As a mystery writer who deals with similar themes in similar Orange County settings, I can vouch for the fact that John Shannon has mastered his material. He has gotten it right. THE ORANGE CURTAIN will likely be his breakthrough book. Shannon deserves it. His readers deserve it. Justice is done.

Rating: 4 stars
Summary: Cross-Cultural Clashes
Review: This is the first book I have read by John Shannon although it is the fourth of the Jack Liffey series. I now find myself obliged to backtrack through the earlier stories, which will be no great hardship.

It would have to be a challenge for an author to separate his own life experiences and aspirations from those of his main character. The fact that John and Jack are almost interchangeable names and that Ireland's two best-known rivers are the Shannon and the Liffey is a clear admission by the author of this strong link. Be that as it may, Shannon does develop the character of Liffey cleverly as a regular guy, still reeling from the recent losses of his wife and his job, not to mention the custody of his young adolescent daughter. Jack's skills in tracking down missing children and his war experience on the ground in Vietnam make him possibly an ideal person to help locate the beautiful bright American born, university age, Phuong Minh (Phoenix), the daughter of Vietnamese immigrant Minh Trac.

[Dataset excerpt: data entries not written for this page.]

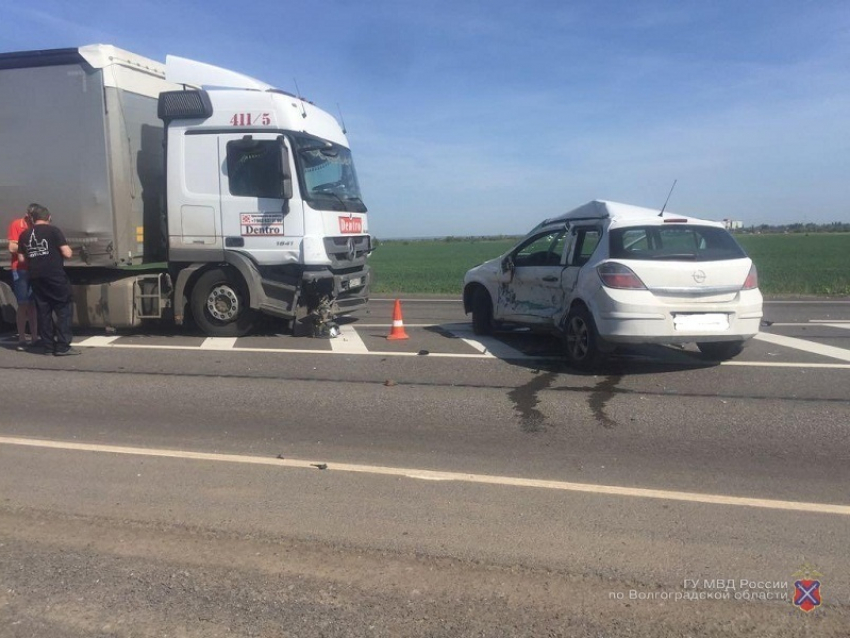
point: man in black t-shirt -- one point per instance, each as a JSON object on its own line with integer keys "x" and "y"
{"x": 45, "y": 249}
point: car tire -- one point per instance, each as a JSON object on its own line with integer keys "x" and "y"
{"x": 721, "y": 350}
{"x": 220, "y": 304}
{"x": 581, "y": 341}
{"x": 482, "y": 312}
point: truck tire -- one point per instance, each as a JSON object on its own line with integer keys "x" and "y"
{"x": 482, "y": 312}
{"x": 721, "y": 350}
{"x": 220, "y": 304}
{"x": 581, "y": 342}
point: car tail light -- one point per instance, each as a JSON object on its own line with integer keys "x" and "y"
{"x": 614, "y": 275}
{"x": 752, "y": 281}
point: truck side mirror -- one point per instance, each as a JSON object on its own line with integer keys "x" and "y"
{"x": 508, "y": 267}
{"x": 285, "y": 171}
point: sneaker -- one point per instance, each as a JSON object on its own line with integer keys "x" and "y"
{"x": 66, "y": 353}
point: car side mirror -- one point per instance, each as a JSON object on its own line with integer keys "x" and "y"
{"x": 508, "y": 268}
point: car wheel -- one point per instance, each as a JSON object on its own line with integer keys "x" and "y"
{"x": 721, "y": 350}
{"x": 220, "y": 304}
{"x": 581, "y": 343}
{"x": 482, "y": 312}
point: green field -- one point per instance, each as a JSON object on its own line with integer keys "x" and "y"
{"x": 792, "y": 264}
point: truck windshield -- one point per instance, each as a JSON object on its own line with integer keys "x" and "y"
{"x": 326, "y": 174}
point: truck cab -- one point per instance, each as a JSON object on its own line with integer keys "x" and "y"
{"x": 262, "y": 183}
{"x": 185, "y": 190}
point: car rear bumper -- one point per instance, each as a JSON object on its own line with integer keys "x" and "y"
{"x": 637, "y": 316}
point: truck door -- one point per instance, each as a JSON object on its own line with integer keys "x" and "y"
{"x": 534, "y": 293}
{"x": 255, "y": 216}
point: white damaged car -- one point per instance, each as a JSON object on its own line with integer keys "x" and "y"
{"x": 606, "y": 274}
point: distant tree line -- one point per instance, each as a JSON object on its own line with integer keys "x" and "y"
{"x": 764, "y": 229}
{"x": 832, "y": 227}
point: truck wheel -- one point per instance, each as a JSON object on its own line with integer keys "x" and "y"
{"x": 220, "y": 304}
{"x": 581, "y": 343}
{"x": 482, "y": 312}
{"x": 721, "y": 350}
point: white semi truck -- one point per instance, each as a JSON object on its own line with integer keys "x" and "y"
{"x": 184, "y": 189}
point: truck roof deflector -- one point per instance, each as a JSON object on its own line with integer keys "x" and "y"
{"x": 184, "y": 71}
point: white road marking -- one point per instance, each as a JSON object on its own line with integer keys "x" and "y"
{"x": 389, "y": 325}
{"x": 485, "y": 479}
{"x": 785, "y": 364}
{"x": 372, "y": 353}
{"x": 97, "y": 341}
{"x": 846, "y": 326}
{"x": 488, "y": 345}
{"x": 348, "y": 341}
{"x": 218, "y": 343}
{"x": 805, "y": 346}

Set in almost America's heartland of Los Angeles, the main action is centred in the Vietnamese equivalent of China town. Here, gangs of youths roam the precincts, terrorise not just the locals but also any "visitors", and generally rule the roost. Jack Liffey soon finds himself on the wrong end of a gangland beating but has the courage to allow himself to be seduced by the glamorous headstrong Tien Joubert, formerly Phuong's employer. Is it courage or is actually the weakness inherent in almost all males when it comes to resisting feminine charm?

Not long after he starts his search for the missing girl, her body is discovered. Jack's job is over, or is it? Can he really call off his hunt at this stage? Of course he can't. It's not about his fee any more but about getting to the truth.

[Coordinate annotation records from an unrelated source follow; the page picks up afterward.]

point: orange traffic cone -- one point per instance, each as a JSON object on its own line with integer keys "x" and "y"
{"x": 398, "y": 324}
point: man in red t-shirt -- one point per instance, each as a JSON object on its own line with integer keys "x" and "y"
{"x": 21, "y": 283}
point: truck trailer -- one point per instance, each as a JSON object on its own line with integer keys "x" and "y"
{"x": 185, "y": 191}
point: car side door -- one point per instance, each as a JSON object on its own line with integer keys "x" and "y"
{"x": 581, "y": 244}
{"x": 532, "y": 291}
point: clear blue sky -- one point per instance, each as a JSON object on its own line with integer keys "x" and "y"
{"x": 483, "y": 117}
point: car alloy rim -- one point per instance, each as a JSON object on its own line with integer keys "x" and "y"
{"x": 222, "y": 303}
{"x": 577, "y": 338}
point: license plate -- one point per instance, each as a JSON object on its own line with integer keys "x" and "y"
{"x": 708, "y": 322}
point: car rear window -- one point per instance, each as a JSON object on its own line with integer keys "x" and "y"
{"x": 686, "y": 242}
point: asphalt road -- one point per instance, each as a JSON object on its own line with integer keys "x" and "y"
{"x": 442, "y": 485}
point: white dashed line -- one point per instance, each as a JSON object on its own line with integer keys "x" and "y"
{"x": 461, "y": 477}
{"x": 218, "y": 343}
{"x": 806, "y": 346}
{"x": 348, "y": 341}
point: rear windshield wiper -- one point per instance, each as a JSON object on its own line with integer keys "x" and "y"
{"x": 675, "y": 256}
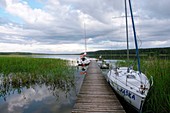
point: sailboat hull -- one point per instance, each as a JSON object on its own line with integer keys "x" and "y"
{"x": 129, "y": 90}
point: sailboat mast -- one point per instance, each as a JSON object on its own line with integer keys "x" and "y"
{"x": 85, "y": 37}
{"x": 127, "y": 35}
{"x": 134, "y": 32}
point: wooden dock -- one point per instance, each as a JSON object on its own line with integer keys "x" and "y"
{"x": 96, "y": 96}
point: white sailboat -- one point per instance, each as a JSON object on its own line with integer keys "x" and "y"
{"x": 83, "y": 60}
{"x": 132, "y": 85}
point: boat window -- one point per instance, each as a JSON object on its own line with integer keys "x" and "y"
{"x": 131, "y": 76}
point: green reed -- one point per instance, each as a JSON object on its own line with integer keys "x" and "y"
{"x": 158, "y": 99}
{"x": 19, "y": 72}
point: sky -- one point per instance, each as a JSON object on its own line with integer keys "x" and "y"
{"x": 61, "y": 26}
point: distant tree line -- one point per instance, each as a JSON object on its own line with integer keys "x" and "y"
{"x": 144, "y": 52}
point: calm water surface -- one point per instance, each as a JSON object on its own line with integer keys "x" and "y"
{"x": 57, "y": 97}
{"x": 42, "y": 98}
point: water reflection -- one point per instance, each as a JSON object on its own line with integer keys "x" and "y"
{"x": 41, "y": 94}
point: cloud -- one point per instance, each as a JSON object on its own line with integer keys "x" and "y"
{"x": 60, "y": 23}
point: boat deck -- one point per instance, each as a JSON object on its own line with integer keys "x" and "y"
{"x": 96, "y": 96}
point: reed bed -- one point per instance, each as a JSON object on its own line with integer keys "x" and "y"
{"x": 158, "y": 99}
{"x": 24, "y": 72}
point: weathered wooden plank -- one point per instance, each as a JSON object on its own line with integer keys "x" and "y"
{"x": 95, "y": 95}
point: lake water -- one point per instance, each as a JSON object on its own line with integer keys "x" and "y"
{"x": 42, "y": 98}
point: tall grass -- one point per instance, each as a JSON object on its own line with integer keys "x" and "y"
{"x": 158, "y": 99}
{"x": 19, "y": 72}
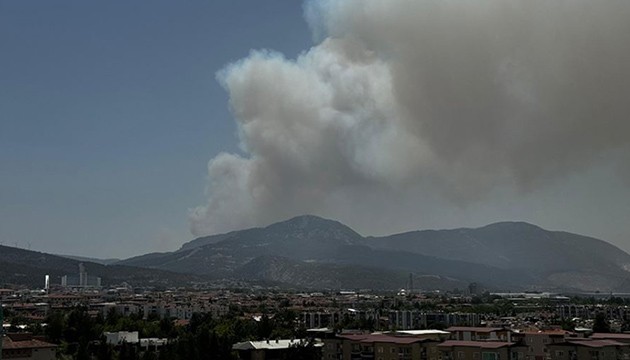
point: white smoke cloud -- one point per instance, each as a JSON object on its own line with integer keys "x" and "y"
{"x": 454, "y": 97}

Shannon's main story has a couple of inner story lines within the frame of the book that add mystery to the possible reasons for Phuong's disappearance. One is that a number of murders have taken place in the area. A serial killer could have perpetrated these. If so, who could that be? Another thread is the story of a sad, pitiable character, a loner and a strange person indeed, whose life is lived in a state of misery, depression and squalor. Could he be the serial killer, Phuong's killer, both or neither? There is a controversial airport development on the drawing board with the usual disparate community extremes surrounding its future. Then of course there is the world of the immigrant Vietnamese who operate in a very different style and culture from the regular American way of doing things.

The tension and thrill of the chase build up, as Jack gets closer to the truth. Inevitably, he once again faces great danger as he closes in on the final acts of this dramatic novel. Amongst the better features of this book is that it doesn't stretch credulity. The violence, characters and story line all ring very true.

Rating: 5 stars
Summary: I've discovered Jack Liffey!
Review: This is the first of John Shannon's Jack Liffey mysteries I've read, though I see it's the fourth book in the series. It gave me a fascinating glimpse into the Vietnamese community of Orange County, LA, as well as introducing me to a central character I immediately want to more about. Jack Liffey is no super-hero, but a decent sort of guy trying to do his best in a crazy world (and some aspects of Liffey's LA are definitely crazy!). John Shannon is a great writer who keeps the reader interested throughout, and I can't understand why he isn't much better known. 'The Orange Curtain' is highly recommended.